I am concerned about what the Sept. 11 commission has not said in its interim reports about the emergency response in the Washington area on the day of the Pentagon attack.
My wife worked in Crystal City and was caught for more than three hours in the debris plume from the plane crash and fire. She has suffered physical and emotional problems since, most likely -- according to her doctors -- as the result of exposure to some unknown toxic materials released by the plane crashing into the Pentagon.
Some urgent issues must be addressed concerning emergency response in the metro area. They include:
The lack of a coherent evacuation procedure.
Thousands of people may have been exposed to toxic substances on Sept. 11, 2001, in addition to the obviously increased chances of traffic accidents, panic and other secondary effects. Certainly, staying inside for a few hours would have been safer than what happened.
Slow and uncoordinated medical response.
Many seriously injured victims from the Pentagon arrived at Virginia Hospital Center via private vehicles. People apparently gave up on waiting for ambulances or could not find out when to expect them.
Information available via the media inflamed the situation. Rumors of additional attacks were reported -- especially the frequently repeated story about a car bomb on Capitol Hill. People evacuated areas that were not in danger, adding to the congestion and exposure for those who were affected by the attack.
Breakdown of cellular networks.
Cell phones were almost useless, as undamaged networks promptly overloaded. People's inability to communicate via cell phone added to their anxiety and probably led to poor choices about when and how to flee.
Lack of information about hazardous materials released by the fire.
The difficulty the Arlington Fire Department had in obtaining a full list of hazardous materials potentially involved in the Pentagon fire is a general problem with federal classified facilities protected by metropolitan fire departments. This difficulty needs to be resolved for the safety of the surrounding populace, as firefighting efforts could have increased and accelerated the release of hazardous materials.
Lack of follow-up information and reporting regarding exposure to hazardous materials.
There was and is no protocol for recording cases of respiratory, digestive or other physical distress that could have resulted from toxic exposure.
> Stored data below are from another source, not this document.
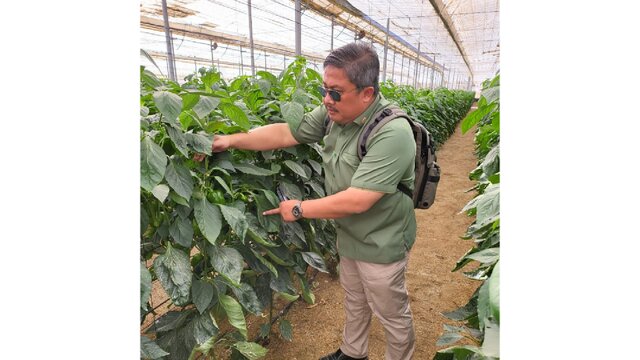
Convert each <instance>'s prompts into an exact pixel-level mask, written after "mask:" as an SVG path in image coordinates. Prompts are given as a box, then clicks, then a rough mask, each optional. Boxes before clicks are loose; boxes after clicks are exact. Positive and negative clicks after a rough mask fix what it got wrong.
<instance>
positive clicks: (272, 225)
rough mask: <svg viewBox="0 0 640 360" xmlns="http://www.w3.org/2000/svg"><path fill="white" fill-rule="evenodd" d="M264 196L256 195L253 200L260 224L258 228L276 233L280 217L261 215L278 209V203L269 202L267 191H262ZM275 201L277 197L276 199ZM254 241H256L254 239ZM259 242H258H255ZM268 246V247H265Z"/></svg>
mask: <svg viewBox="0 0 640 360" xmlns="http://www.w3.org/2000/svg"><path fill="white" fill-rule="evenodd" d="M263 192H264V193H265V194H264V195H260V194H256V196H255V200H256V205H257V213H258V222H259V224H260V227H262V228H263V229H265V230H266V231H268V232H277V231H278V229H279V227H280V225H279V224H280V217H279V216H273V215H268V216H265V215H262V213H263V212H264V211H266V210H270V209H274V208H277V207H278V202H277V201H276V203H275V204H273V202H272V201H271V200H270V197H269V196H267V195H266V193H267V192H268V190H264V191H263ZM273 196H274V197H275V194H273ZM276 199H277V197H276ZM249 235H251V233H249ZM254 240H256V239H254ZM256 241H258V242H259V240H256ZM267 246H269V245H267Z"/></svg>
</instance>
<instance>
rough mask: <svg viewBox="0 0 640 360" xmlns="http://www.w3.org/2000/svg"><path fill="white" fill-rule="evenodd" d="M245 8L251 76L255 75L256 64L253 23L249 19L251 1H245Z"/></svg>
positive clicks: (249, 15) (253, 75)
mask: <svg viewBox="0 0 640 360" xmlns="http://www.w3.org/2000/svg"><path fill="white" fill-rule="evenodd" d="M247 8H248V15H249V46H250V47H251V75H253V76H255V75H256V64H255V58H254V56H253V23H252V19H251V0H247Z"/></svg>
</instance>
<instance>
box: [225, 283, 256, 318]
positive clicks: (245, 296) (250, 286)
mask: <svg viewBox="0 0 640 360" xmlns="http://www.w3.org/2000/svg"><path fill="white" fill-rule="evenodd" d="M231 291H233V294H234V295H235V296H236V297H237V298H238V301H240V304H242V306H244V308H245V309H247V311H249V312H250V313H252V314H255V315H259V314H260V312H261V311H262V305H261V304H260V302H259V301H258V296H257V295H256V292H255V291H254V290H253V288H252V287H251V285H249V284H246V283H242V284H240V287H239V288H235V287H232V288H231Z"/></svg>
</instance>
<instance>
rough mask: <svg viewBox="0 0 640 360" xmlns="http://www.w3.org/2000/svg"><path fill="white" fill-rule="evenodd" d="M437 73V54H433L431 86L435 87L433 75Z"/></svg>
mask: <svg viewBox="0 0 640 360" xmlns="http://www.w3.org/2000/svg"><path fill="white" fill-rule="evenodd" d="M435 73H436V54H433V71H432V72H431V88H432V89H433V76H434V74H435Z"/></svg>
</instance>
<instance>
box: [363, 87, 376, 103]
mask: <svg viewBox="0 0 640 360" xmlns="http://www.w3.org/2000/svg"><path fill="white" fill-rule="evenodd" d="M362 95H363V97H362V100H363V101H364V102H371V101H373V98H374V96H373V86H367V87H366V88H364V90H362Z"/></svg>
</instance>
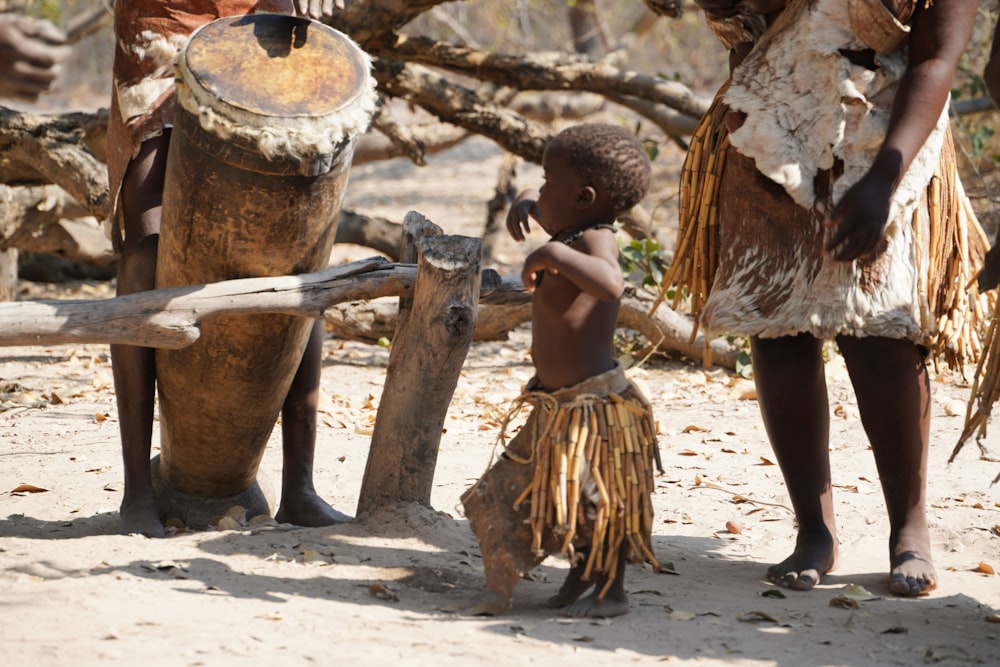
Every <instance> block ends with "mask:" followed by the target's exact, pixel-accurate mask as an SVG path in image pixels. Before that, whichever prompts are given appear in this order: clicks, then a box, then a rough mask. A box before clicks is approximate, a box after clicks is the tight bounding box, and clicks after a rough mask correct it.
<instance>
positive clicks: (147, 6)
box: [108, 0, 350, 537]
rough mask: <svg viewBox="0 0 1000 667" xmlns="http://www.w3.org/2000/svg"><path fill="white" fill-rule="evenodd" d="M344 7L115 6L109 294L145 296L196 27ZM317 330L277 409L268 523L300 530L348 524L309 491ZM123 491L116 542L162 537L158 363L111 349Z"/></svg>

Lack of monitoring or reporting of mental health consequences.
There was not and is not any coherent way of recording and connecting presentations of emotional symptoms that might be related to the traumatic event. Some people with no prior history of mental disorders may have experienced psychotic states because of heavy metal exposure; we will never know.
Victims with psychological symptoms and no prior psychological treatment tend to turn to faith-based counselors. This was the case in the Oklahoma City bombing, where many people sought counseling only many months later. Faith-based providers need better information about helping victims of traumatic events, and they should be encouraged to report (to some central agency such as the Centers for Disease Control and Prevention, with proper safeguards) clusters of people presenting similar symptoms.
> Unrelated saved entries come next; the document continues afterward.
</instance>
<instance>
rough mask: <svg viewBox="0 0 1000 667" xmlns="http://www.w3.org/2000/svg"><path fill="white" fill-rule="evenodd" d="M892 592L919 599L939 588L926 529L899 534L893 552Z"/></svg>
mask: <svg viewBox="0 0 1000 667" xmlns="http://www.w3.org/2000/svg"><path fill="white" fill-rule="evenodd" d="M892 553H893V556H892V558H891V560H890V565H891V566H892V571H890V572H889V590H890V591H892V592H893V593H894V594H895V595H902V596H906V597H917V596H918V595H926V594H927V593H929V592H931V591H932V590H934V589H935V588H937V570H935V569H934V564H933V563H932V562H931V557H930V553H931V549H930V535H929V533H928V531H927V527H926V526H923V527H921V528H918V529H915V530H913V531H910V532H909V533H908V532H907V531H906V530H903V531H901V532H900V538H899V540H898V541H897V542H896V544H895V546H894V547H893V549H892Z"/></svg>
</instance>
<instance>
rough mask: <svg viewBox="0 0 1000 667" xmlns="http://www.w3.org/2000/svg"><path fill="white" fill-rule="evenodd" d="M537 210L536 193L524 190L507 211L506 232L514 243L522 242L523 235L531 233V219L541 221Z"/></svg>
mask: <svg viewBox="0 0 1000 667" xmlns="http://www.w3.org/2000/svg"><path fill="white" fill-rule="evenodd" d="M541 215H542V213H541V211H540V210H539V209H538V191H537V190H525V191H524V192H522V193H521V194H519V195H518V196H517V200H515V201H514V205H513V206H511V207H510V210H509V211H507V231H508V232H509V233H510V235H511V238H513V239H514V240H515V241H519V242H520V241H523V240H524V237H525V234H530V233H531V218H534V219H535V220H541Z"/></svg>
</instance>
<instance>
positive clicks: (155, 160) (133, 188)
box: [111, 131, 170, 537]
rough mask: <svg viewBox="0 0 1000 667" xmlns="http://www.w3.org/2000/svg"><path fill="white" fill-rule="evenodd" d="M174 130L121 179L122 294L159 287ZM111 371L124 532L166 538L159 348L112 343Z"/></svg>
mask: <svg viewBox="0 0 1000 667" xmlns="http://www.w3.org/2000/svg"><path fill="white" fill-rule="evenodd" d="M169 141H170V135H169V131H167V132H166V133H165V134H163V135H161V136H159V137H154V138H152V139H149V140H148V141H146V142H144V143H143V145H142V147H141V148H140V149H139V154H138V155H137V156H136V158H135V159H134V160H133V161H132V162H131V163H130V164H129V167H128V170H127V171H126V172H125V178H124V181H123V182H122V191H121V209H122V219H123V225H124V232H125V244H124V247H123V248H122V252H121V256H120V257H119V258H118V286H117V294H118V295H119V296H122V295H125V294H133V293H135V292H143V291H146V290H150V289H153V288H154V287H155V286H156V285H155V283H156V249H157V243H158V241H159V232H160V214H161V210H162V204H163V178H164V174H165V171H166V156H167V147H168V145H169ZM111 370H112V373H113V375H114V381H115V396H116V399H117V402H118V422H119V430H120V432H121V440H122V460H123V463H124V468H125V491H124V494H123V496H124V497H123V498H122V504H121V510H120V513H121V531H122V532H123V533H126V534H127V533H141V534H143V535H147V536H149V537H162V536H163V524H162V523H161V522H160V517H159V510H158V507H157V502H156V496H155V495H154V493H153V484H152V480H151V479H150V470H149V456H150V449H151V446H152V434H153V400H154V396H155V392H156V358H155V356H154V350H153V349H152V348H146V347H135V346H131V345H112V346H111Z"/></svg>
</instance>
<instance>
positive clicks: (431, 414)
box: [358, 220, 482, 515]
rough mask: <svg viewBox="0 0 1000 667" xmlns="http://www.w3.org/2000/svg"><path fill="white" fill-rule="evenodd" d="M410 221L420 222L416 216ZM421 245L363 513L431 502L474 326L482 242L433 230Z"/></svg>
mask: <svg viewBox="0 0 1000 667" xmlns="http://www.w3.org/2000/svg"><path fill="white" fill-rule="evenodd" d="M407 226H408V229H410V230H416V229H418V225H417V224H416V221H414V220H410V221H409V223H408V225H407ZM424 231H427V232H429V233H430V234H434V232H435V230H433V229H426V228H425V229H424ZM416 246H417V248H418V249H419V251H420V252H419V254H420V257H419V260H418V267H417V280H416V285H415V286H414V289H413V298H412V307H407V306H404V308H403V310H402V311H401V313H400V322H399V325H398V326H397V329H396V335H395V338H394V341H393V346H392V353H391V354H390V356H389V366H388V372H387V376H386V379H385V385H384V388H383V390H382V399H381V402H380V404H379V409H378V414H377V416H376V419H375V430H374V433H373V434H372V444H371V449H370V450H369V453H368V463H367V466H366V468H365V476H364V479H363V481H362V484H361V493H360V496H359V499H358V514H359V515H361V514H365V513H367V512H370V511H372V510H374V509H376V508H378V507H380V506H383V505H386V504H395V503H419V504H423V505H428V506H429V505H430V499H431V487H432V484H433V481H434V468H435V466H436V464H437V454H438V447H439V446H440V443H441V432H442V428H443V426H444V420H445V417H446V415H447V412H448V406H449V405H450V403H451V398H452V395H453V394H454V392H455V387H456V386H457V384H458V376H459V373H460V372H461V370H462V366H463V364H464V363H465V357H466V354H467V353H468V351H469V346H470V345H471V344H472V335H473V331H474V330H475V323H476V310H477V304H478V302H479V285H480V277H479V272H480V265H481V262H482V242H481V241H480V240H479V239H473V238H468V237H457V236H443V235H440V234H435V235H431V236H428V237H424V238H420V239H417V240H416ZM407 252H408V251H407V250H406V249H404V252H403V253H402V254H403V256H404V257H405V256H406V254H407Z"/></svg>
Poor dissemination of information about what services were available.
The information available to victims concerning what services they might obtain was poor, scattered and inconsistent. So were the mechanisms for collecting information about the quality of services that people did receive. My wife was offered free grief counseling while still in the hospital, when she was overwhelmed by her physical problems; later, when she was ready for counseling, she could not find it.
Overly restrictive criteria for offering services.
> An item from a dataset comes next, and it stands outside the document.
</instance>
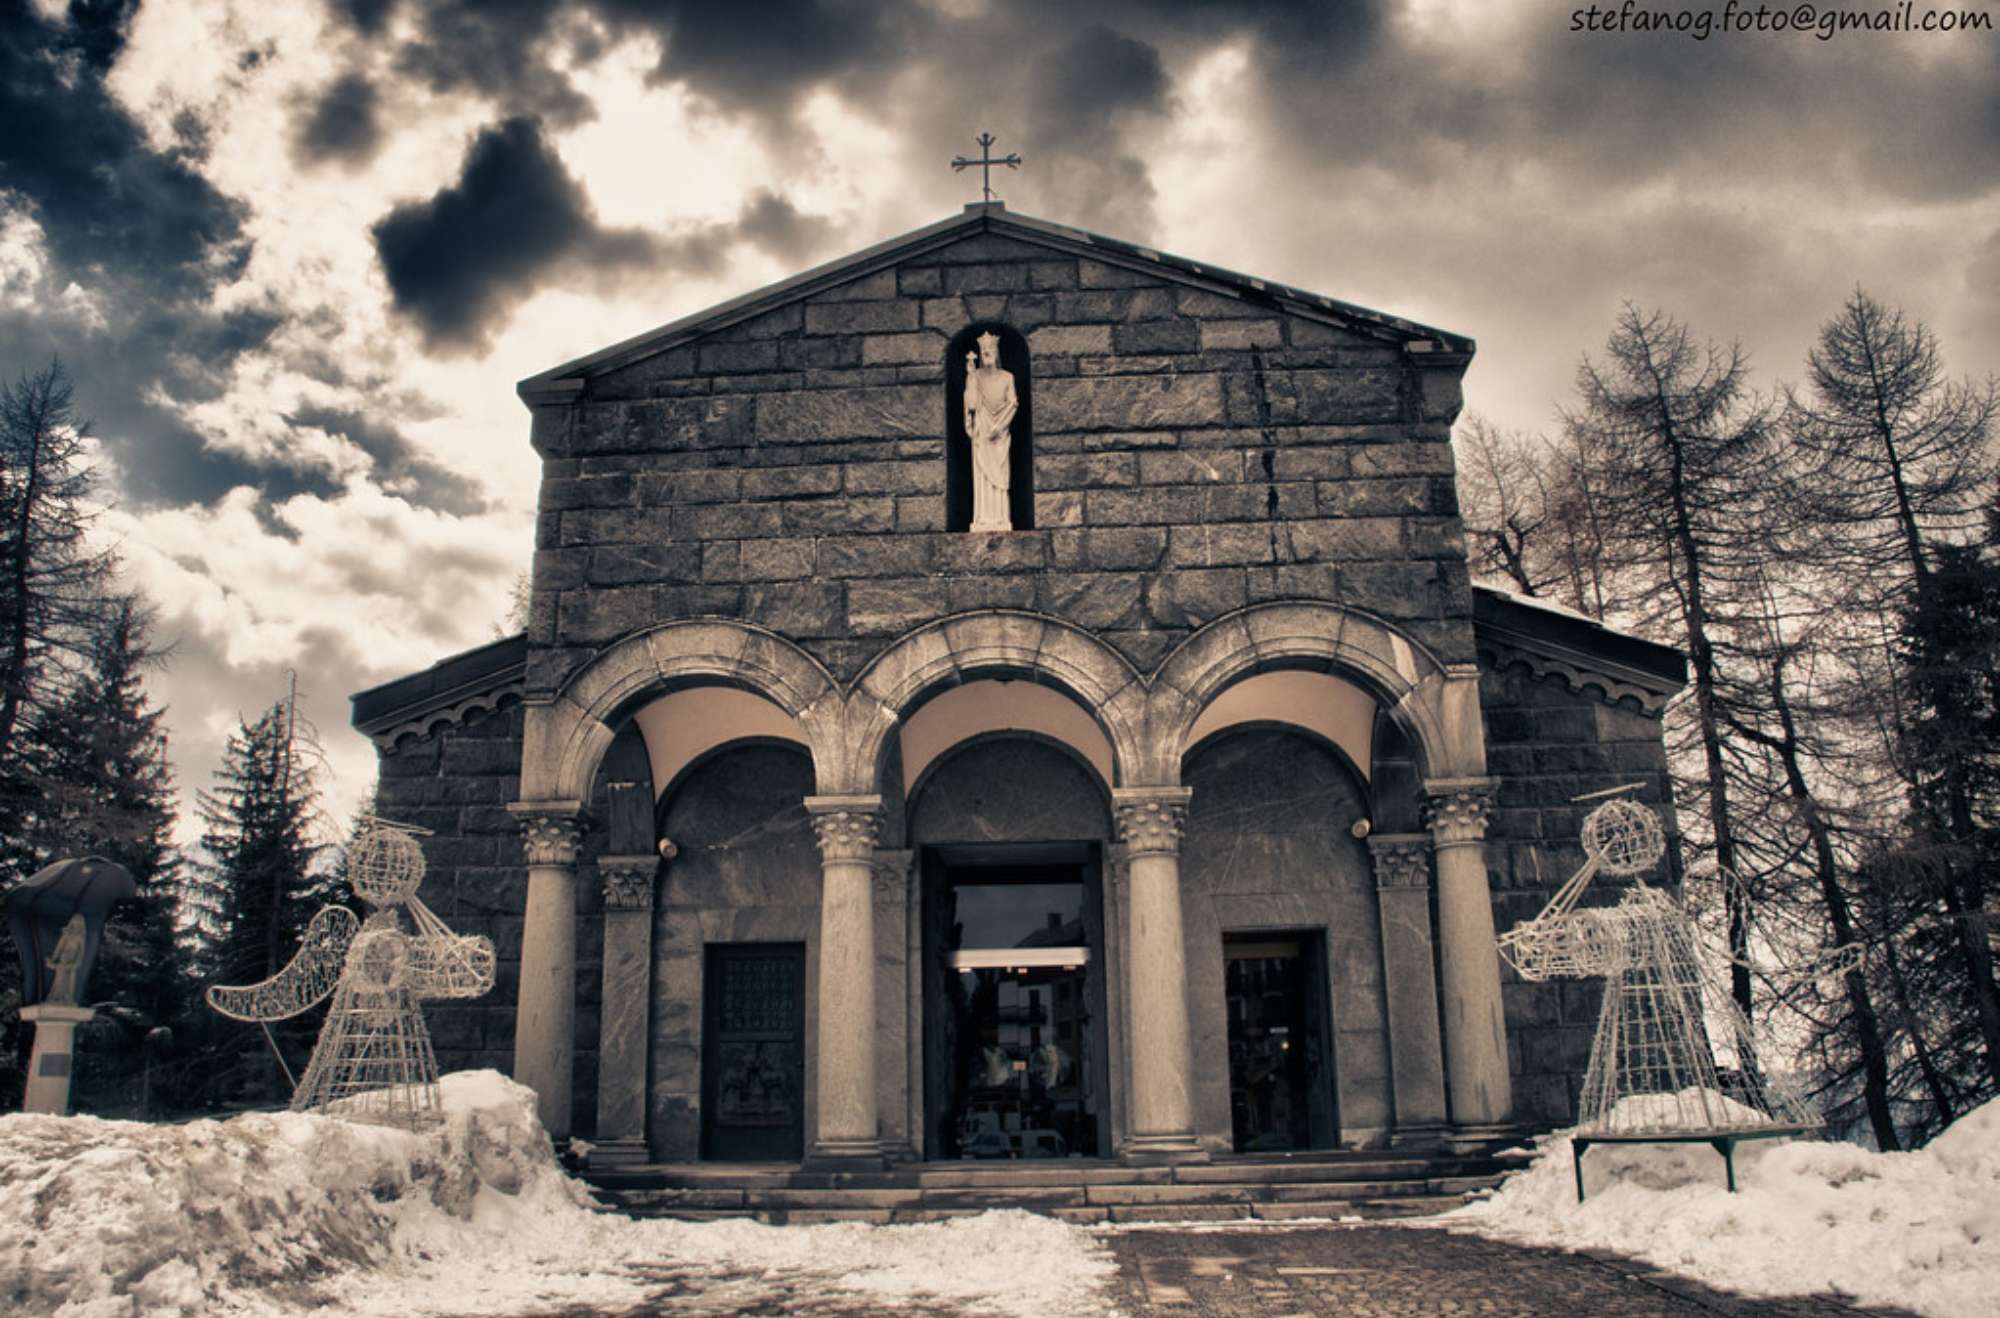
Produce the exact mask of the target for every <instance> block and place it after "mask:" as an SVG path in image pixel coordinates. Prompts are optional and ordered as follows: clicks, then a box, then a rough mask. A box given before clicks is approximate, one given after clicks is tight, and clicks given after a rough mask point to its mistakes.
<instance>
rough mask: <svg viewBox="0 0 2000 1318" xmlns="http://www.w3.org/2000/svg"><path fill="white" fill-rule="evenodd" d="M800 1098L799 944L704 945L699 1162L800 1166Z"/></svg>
mask: <svg viewBox="0 0 2000 1318" xmlns="http://www.w3.org/2000/svg"><path fill="white" fill-rule="evenodd" d="M804 1094H806V948H804V944H798V942H738V944H714V942H712V944H708V964H706V970H704V988H702V1158H708V1160H716V1162H798V1158H800V1156H802V1154H804V1144H806V1138H804V1136H806V1104H804Z"/></svg>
My wife was denied counseling services on several occasions because she was not officially a victim of the crash since she wasn't in the Pentagon itself. People emotionally affected by proximity to the event should be eligible for trauma counseling and, in some cases, screening for exposure to toxic substances.
By 11 a.m. Sept. 12, Arlington police were issuing parking tickets to vehicles parked in safe places, not blocking traffic, but with expired meters. This enforcement action hardly can be called helpful.
Uncoordinated, poorly justified, hasty responses to assumed needs.
The large amounts of money disbursed to state and local governments for "improving emergency response capabilities" within the year after Sept. 11, 2001, preceded any analysis of where improvements were most needed. Were these disbursements mostly wasted?
For example, having four to six more federal biohazard teams probably would increase quick-response capability to a bioterror event much more than the large expenditures localities received with the vague direction, "do something to improve your emergency medical capabilities."
The Sept. 11 commission has done valuable work. However, much remains to be done. Congress and the administration must focus on what we need to learn, and the media and the public need to follow up to make sure that the needed improvements occur.
-- Douglas A. Samuelson
is a former federal policy analyst
with experience in emergency planning.